我们报道了铕(II)螯合物[C(NH2)3]3[Eu(II)(DTPA)(H2O)].8H2O的首个固态X射线晶体结构,并将其与相应的锶类似物[C(NH2)3]3[Sr(DTPA)(H2O).8H2O以及[Sr(ODDA)].8H2O(DTPA5 = 二亚乙基三胺-N,N,N',N",N"-五乙酸,ODDA2- = 1,4,10,13-四氧杂-7,16-二氮杂环十八烷-7,16-二乙酸)的结构进行了比较。由于Sr(2+)和Eu(2+)的离子大小和电荷相似,这两种DTPA配合物具有同构结构。通过循环伏安法和紫外/可见分光光度法研究了[Eu(II)(ODDA)(H2O)]和[Eu(II)(ODDM)]2-配合物的氧化还原稳定性(ODDM4- = 1,4,10,13-四氧杂-7,16-二氮杂环十八烷-7,16-二丙二酸根)。大环配合物比[Eu(II)(DTPA)(H2O)]3-对氧化更稳定(相对于Ag/AgCl电极,[Eu(III/II)(ODDA)(H2O)]、[Eu(III/II)(ODDM)]和[Eu(III/II)(DTPA)(H2O)]的氧化还原电位分别为E1/ = -0.82 V、-0.92 V和-1.35 V,而Eu(III/II)水合离子的氧化还原电位为-0.63 V)。还通过pH电位滴定法测定了[Eu(II)(ODDA)(H2O)]、[Eu(II)(ODDM)]2-、[Sr(ODDA)(H2O)]和[Sr(ODDM)]2-的热力学稳定性常数。对于EuII配合物,其稳定性常数略高于相应的Sr类似物(在0.1M (CH3)4NCl中,[Eu(II)(ODDA)(H2O)]、[Eu(II)(ODDM)]2-、[Sr(ODDA)(H2O)]和[Sr(ODDM)]2-的logK(ML)分别为9.85、13.07、8.66和11.34)。与传统配体DTPA相比,由ODDA形成的Eu(II)配合物热力学和氧化还原稳定性的提高在生物医学应用方面可能具有重要意义。
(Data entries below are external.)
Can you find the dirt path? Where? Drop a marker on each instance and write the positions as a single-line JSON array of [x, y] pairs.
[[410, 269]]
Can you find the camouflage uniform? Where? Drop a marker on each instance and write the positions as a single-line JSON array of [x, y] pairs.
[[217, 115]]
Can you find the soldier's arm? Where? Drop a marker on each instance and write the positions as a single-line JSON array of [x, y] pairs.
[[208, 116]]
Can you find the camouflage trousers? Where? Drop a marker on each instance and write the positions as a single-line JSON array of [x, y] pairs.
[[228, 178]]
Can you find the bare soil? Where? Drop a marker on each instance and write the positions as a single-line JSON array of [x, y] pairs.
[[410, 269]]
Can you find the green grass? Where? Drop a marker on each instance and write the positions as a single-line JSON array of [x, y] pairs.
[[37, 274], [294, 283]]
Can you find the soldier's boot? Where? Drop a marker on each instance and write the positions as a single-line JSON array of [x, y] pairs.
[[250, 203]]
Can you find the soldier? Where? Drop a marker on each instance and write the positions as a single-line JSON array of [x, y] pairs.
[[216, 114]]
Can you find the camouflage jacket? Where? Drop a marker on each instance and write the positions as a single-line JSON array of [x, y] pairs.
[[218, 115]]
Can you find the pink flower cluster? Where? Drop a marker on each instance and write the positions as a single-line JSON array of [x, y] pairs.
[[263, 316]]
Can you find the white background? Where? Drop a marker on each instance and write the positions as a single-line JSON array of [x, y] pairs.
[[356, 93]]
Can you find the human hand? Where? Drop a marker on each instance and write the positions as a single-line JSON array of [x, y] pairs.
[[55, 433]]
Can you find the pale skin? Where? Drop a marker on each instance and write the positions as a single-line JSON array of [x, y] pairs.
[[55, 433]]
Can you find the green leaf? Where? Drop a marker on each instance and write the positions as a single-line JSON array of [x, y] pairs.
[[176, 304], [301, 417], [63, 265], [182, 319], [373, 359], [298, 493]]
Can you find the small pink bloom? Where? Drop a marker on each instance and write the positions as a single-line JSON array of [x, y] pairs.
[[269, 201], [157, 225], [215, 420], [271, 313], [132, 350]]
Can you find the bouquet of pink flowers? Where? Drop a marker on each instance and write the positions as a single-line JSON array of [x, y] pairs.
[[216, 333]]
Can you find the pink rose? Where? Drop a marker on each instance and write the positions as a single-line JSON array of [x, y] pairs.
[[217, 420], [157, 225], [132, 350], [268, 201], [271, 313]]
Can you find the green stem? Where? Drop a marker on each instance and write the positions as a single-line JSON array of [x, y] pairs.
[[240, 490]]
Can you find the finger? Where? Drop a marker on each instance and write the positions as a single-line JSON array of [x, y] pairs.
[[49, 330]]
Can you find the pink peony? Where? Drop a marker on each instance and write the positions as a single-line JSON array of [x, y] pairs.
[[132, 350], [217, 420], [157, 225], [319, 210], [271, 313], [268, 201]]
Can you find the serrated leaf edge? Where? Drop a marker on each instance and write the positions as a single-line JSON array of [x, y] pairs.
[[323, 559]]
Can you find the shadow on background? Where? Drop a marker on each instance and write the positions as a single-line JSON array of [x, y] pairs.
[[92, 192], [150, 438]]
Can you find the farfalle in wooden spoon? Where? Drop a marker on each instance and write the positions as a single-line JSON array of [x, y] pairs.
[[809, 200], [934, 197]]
对水溶液中的[Eu(II)(ODDA)(H2O)]和[Eu(II)(ODDM)]2-进行了变温17O-核磁共振和1H-核磁共振弛豫分散(NMRD)研究。[Eu(II)(ODDM)]2-没有内球水分子,这使我们能够将其用作[Eu(II)(ODDA)(H2O)]的外球模型。水交换速率(k298(ex)= 0.43 x 10(9)s(-1))是[Eu(II)(DTPA)(H2O)]3-的三分之一。变压17O-核磁共振研究得到了一个负的活化体积,ΔV (not=) = -3.9cm3mol(-1);这表明水交换是缔合活化的。这种水交换速率处于获得最大质子弛豫率的最佳范围内,然而,这受到小分子配合物快速旋转的强烈限制。